Space | The Final Frontier for Historians

What’s a completely modern, contemporary, theme in history?

Try to think of a suitable answer: Politics? No. The Greeks. Technology? Well, some say that papyrus was a technology. Gender? Joan of Arc and Elizabeth 1 set those contemporary preconceptions on their heads.

And, as British columnist Peter Jones wrote recently, there was even a Donald J. Trump in ancient times: the successor to Pericles of Athens, Cleon, was a vulgar, blustering loudmouth who unfortunately turned out to be as good as his word.

But there is one area of human activity that is truly contemporary, which never existed before the 1950s. That’s the exploration of outer space. Copernicus might have developed his “revolutionary” theory, forgive the pun, in the 15th century, but up until recent decades the ideas about space were all theories. Nobody could go there.

Yet in 2016, on the death of musician and artist David Bowie, astronaut Chris Hadfield could recall how he phoned Bowie’s company from space, to ask if he could have the right to sing Space Oddity (they thought he was joking).

A current series at Dublin’s Irish Film Institute includes past ideas of space travel, through the prism of the directors’ lenses. There are a series of talks to go with the films, which overall look at how the future was envisioned by 20th century filmmakers. Various themes of futurism are being discussed, with the benefit of hindsight. So Fritz Lang’s classic Metropolis is the oldest film (1926), and Wall-E (2008) the most recent. Stanley Kubrick’s iconic 2001: A Space Odyssey, of course, gets an airing.

The term science fiction is not stressed, but generally the concept is to examine what we thought was going to happen, back in the day. No, that is not a technical explanation! Robots, world conflagrations – and colonisation of space – were the key ingredients in predictions of the development of human history.

And what did people think, back in the day, when the day was October 4, 1957, and the Russian satellite Sputnik was embarked on its first orbits of the earth? There was breathless excitement that night, as people all over the world gathered outdoors to see the blinking white light that was the first man-made object to escape the bonds of gravity. For the Russians, it was a magnificent achievement, with the looming sub-text of their technological superiority during the Cold War. And, as Elizabeth Howell writes in a space.com piece,

The program sent a shockwave through the American public. A new definition of time was created; this was the Space Age.

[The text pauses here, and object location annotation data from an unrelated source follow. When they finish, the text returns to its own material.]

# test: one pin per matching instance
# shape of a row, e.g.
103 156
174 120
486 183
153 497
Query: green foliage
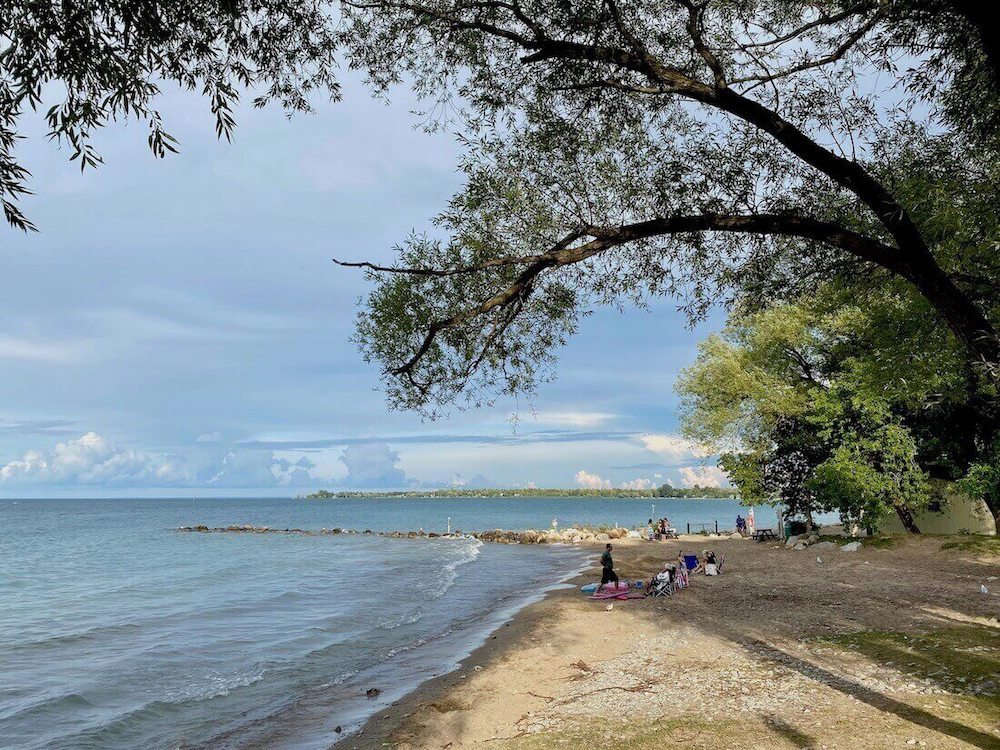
963 659
872 468
780 387
982 545
983 478
665 491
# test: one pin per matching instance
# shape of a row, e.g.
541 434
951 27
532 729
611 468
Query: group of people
660 530
677 572
674 573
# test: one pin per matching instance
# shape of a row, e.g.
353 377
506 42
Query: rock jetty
571 535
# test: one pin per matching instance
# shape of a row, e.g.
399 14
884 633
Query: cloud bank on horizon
177 326
92 463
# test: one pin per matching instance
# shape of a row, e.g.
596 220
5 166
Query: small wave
214 685
449 572
56 703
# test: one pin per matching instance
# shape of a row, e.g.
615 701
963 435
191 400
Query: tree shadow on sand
873 698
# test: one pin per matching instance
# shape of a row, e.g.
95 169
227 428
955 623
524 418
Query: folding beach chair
662 584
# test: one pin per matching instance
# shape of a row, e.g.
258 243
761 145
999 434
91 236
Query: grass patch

One year later, NASA, the National Aeronautics and Space Administration, was established. In 1962, President John Kennedy pledged that “we shall go to the moon, not because it is easy, but because it is hard”.

Now there was a race, not only between the then USSR and the USA, but between the imaginations of the great writers on space exploration – Arthur C. Clarke, Isaac Asimov, Robert A. Heinlein – and the engineers and scientists who were actually going there.

The author of 2001: A Space Odyssey, who died in 2008.
Arthur C. Clarke. Source: sci-fi london

For kids of all ages in the 1960s, and for scientists of all stripes, the space race in the 1960s was an absorbing, exciting serial, with its chapters of Projects Mercury (1959-63), Gemini (1961-66) and Apollo (1961-72).

On July 21, 1969, two of the Apollo 11 astronauts landed on the moon, and the excitement which had been engendered by Sputnik only 12 years earlier was outstripped. People all over the world watched the blurry black and white television pictures in awe as Neil Armstrong and Buzz Aldrin lumbered around on moon dirt. Reactions ranged from the deeply poetic to the cheerily popular, as in this ditty from Bobby Dimple and the Lunar Ladies.

But after that, an element of “so what” effected the general population, although astronomers, physicists and ‘rocket scientist” maintained their joy.

For a while: the fatal explosions of Challenger in 1986 and Columbia in 2003 dimmed the excitement. They also helped give substance to the refrain of inquiries of why the superpowers were doing this, spending vast amounts on the uncertain prospects of space travel while back on earth millions starved, suffered illness due to lack of research and facilities, led their lives in illiteracy.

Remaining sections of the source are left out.